In some parts of the United States, building Keystone XL could drive gas prices up, according to the Natural Resources Defense Council in a report confirming other economists' conclusions. This may seem counterintuitive: Proponents of the pipeline (and oil drilling in general) have argued that Keystone XL will help increase oil production in Canada, which will mean lower gas prices in the long term.
But even without Keystone XL, Canada already ships more than a million barrels of oil to the United States every day, much of which ends up at refineries in the Midwest to be turned into gasoline. Right now, Canadian oil companies are sending so much oil to the Midwest that they end up selling to these refineries at a discount—$20 to $40 less per barrel than they could get if they had access to international markets. These discounts are passed onto drivers, who pay less for gas in the Midwest than on the coasts, where crude oil is more expensive.
Keystone XL would create an express route for Canadian oil to the Gulf Coast, where it would be broken down, processed, and sent off to distant shores, bypassing the Midwest altogether. This is currently big business for the United States: Last year, the country exported more dollars worth of petroleum products—gas, diesel, and jet fuel—than of any other product.
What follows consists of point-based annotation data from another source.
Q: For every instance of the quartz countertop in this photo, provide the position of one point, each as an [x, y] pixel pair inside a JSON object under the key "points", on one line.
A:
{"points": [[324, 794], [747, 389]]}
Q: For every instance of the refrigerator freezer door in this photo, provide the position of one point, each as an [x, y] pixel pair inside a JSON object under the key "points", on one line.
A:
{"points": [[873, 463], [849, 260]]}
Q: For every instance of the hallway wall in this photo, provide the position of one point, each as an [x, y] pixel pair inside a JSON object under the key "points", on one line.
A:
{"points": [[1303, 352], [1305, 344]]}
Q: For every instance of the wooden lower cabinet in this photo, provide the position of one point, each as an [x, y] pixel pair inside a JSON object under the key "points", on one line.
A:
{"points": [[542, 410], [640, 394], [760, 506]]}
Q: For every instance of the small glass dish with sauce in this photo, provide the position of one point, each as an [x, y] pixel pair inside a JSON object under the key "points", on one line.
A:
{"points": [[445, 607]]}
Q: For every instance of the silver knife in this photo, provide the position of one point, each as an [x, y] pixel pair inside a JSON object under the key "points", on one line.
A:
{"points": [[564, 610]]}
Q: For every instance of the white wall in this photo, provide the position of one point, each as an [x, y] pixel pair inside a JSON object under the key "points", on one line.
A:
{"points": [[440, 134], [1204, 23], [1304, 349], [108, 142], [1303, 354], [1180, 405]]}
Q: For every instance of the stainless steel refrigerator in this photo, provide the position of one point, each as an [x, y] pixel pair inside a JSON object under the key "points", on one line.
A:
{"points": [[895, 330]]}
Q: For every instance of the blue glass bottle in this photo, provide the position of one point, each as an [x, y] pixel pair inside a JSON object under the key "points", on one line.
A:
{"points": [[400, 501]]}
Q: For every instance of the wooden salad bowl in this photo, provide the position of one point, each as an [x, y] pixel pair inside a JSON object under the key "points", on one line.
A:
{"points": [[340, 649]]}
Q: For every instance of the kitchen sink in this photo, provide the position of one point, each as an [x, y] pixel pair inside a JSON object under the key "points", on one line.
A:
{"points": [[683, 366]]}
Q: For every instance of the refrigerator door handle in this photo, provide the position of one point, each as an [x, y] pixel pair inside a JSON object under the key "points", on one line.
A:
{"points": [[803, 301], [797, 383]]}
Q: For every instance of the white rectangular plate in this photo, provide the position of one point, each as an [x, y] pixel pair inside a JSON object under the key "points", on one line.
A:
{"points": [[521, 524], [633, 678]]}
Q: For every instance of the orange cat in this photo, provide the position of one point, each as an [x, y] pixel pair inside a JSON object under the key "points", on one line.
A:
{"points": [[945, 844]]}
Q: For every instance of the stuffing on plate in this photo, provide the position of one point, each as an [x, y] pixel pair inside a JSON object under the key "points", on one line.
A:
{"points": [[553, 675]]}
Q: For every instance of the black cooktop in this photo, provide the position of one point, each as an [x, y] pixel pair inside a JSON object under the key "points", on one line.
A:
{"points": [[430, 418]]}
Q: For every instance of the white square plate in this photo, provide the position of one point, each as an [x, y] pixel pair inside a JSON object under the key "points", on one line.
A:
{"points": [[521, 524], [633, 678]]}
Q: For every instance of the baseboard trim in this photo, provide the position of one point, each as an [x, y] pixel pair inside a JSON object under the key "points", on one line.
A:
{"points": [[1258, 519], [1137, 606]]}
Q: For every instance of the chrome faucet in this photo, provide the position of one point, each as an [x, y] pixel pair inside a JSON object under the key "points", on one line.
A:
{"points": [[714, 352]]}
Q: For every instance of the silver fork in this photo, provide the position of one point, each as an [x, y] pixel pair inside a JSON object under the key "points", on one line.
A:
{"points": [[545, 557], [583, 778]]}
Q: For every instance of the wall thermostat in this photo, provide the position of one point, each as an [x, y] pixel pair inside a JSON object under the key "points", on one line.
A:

But Keystone would allow Canadian oil companies to fetch higher prices than American ones do. And the discounts that U.S. consumers have benefited from will disappear.
For the communities that could be affected by this shift, a hike in gas prices will hurt, especially after politicians promised that Keystone XL would cause the opposite effect. There's a problem with complaining about gas prices going up, though: the price for gas is low only because Americans are consuming so much carbon-intense oil.
Climate scientist James Hansen has called Keystone XL “the fuse to the biggest carbon bomb on the planet.” If burnt, the oil that Canadian companies are digging up could dramatically increase the carbon concentration in the atmosphere. And even though the oil won’t come out of the ground all at once, any barrel of tar sands oil will have a greater carbon impact than a barrel of conventional oil.
Plenty of analysts from both sides of the Keystone XL fight have tried to quantify the carbon effects of using tar sands oil, and a new report from the Congressional Research Service provides an overview of the results. The researchers conclude that oil from tar sands is between 14 and 20 percent more greenhouse-gas intensive than conventional oil. In real terms, that means that building the Keystone XL pipeline would add as much greenhouse gas to the United States' carbon footprint as an extra 4 million more cars out on the road each year.
Proponents of the pipeline argue that if the U.S. isn’t sending that carbon into the atmosphere, some other country will, as soon as Canada finds a way to ship tar sands oil across the Pacific Ocean. Absent an international agreement to draw down carbon emissions, some country will find it profitable to buy, process and burn Canada’s new product. It’s true that stopping Keystone XL won’t keep all of Canada’s tar sands oil in the ground. But it will slow the process of distributing it around the world. In the interim, the price of clean energy should drop even further, vehicles should become more fuel-efficient, and paying for barrels of dirty oil should seem less like a good deal.